The petrochemical company controlled by billionaire Antonio del Valle Ruiz has the most optimistic outlook of any company on Mexico’s IPC index. It’s expected to gain investors about 26% in 12 months, after losing them 0.7% so far this year, according to analysts’ estimates compiled by Bloomberg. It’s rated a buy by 18 of the analysts and hold by one.
Latin America’s biggest plastic pipe maker is benefiting from its 2014 acquisitions of Dura-Line in the US and Vestolit in Germany, CEO Antonio Carrillo said in a phone interview from the company’s headquarters in Tlalnepantla, Mexico. Rising sales volumes from those units helped boost earnings and counter the impact of weaker currencies in other countries where Mexichem operates, such as Brazil, Carrillo said.

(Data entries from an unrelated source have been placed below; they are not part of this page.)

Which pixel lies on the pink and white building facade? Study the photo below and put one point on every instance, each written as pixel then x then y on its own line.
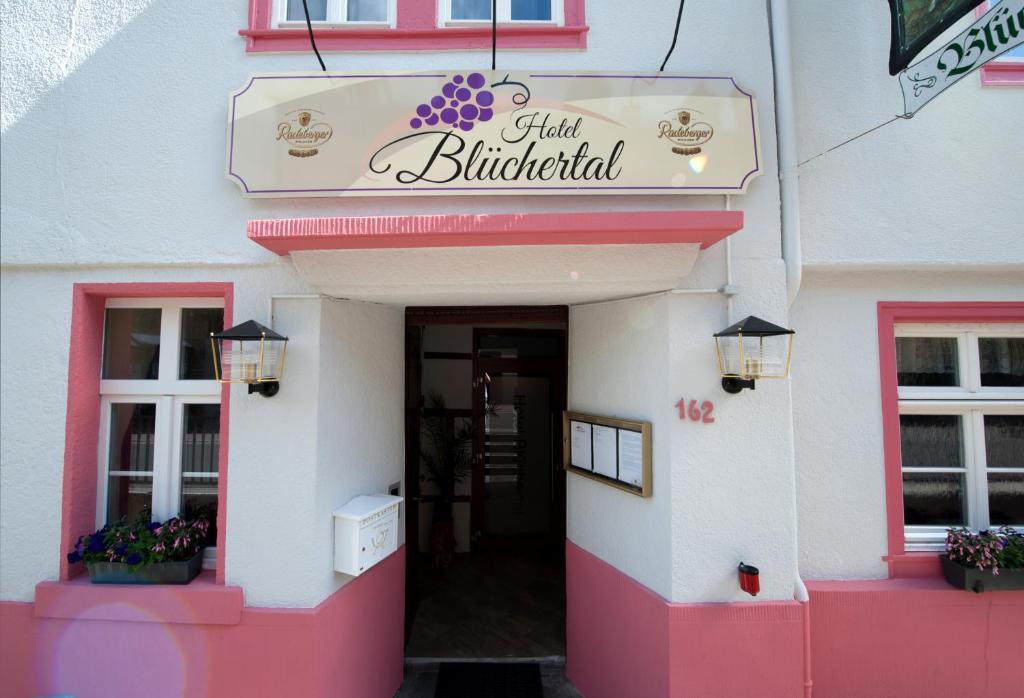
pixel 899 253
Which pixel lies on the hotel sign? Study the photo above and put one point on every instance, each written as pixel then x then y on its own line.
pixel 472 132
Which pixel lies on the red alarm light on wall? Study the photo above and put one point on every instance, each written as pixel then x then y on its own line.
pixel 750 579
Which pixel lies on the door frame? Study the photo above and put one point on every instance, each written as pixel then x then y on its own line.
pixel 507 316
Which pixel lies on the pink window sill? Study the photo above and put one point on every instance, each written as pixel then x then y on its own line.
pixel 913 566
pixel 202 602
pixel 426 39
pixel 1003 73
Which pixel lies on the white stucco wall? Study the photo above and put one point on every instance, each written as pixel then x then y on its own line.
pixel 723 492
pixel 619 355
pixel 940 188
pixel 837 412
pixel 113 138
pixel 116 154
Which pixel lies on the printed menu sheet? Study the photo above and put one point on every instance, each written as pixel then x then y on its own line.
pixel 605 456
pixel 580 451
pixel 631 457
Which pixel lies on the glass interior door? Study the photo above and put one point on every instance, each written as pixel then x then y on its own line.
pixel 516 459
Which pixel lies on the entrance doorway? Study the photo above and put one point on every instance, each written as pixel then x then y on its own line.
pixel 485 490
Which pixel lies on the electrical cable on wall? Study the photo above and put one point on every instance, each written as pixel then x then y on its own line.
pixel 675 36
pixel 312 42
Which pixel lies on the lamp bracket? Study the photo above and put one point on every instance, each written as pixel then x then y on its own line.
pixel 268 389
pixel 736 385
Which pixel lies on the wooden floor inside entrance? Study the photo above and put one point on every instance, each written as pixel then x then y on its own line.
pixel 496 604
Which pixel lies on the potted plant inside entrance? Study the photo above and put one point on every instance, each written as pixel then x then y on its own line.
pixel 985 561
pixel 446 462
pixel 144 552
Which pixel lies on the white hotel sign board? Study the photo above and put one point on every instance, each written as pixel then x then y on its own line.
pixel 477 132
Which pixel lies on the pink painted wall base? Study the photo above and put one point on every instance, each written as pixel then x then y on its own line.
pixel 350 645
pixel 916 638
pixel 624 640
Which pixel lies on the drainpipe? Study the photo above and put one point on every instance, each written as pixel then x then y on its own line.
pixel 786 143
pixel 778 17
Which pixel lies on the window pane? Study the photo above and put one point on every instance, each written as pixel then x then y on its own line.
pixel 196 356
pixel 530 9
pixel 131 343
pixel 317 10
pixel 927 361
pixel 368 10
pixel 1006 498
pixel 129 497
pixel 131 449
pixel 200 450
pixel 1001 361
pixel 933 498
pixel 931 440
pixel 470 9
pixel 1005 440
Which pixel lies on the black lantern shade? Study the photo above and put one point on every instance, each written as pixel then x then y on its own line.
pixel 753 349
pixel 250 353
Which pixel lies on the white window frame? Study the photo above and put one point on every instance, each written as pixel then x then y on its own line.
pixel 504 15
pixel 971 401
pixel 337 16
pixel 169 394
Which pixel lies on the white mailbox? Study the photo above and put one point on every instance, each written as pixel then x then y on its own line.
pixel 366 531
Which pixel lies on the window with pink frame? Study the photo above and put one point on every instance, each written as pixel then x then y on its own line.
pixel 952 413
pixel 415 25
pixel 1007 69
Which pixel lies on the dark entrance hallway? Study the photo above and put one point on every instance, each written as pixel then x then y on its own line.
pixel 485 523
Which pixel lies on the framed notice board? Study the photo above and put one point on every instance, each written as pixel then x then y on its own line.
pixel 613 451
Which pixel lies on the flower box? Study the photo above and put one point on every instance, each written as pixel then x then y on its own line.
pixel 175 572
pixel 979 580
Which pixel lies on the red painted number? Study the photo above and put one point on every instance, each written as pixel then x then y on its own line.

Mexichem’s 95% ratio of buy ratings is followed by Cemex, the biggest cement maker in the Americas, with 91%, and toll-road operator Promotora y Operadora de Infraestructura, or Pinfra, with 88%. Mexichem’s current valuations present an attractive entry point as the company has a "compelling risk-reward profile," Gilberto Garcia, an equity analyst at Barclays, said in an Aug. 13 research report recommending investors buy the stock.
The company, which has negotiated at least 21 deals since 2004, is currently "evaluating some small acquisitions" that could "add immediate value and synergies," said Carrillo, the company’s CEO since 2012. Stable margins and a 2.1 debt-to-Ebitda ratio give the company the flexibility to consider additional buys, he said.
The company reported a 3.5% increase in second-quarter earnings before interest, taxes, depreciation and amortization, or Ebitda, according to data compiled by Bloomberg. The company forecasts that Ebitda, excluding the results of operations in Venezuela and the petrochemical plant joint venture with Pemex, will rise by double digits this year.
Oil, which is used to make Mexichem’s products, such as polyethylene and poly-vinyl chloride, or PVC, has fallen about 60% in New York since last year’s peak in June.
Mexichem, of Tlalnepantla, an industrial municipality close to Mexico City, is Latin Americaп's largest manufacturer of PVC pipe, vinyl resins and compounds. The company has annual revenues of more than USD5 billion and has been listed on the Mexican Stock Exchange for more than 30 years.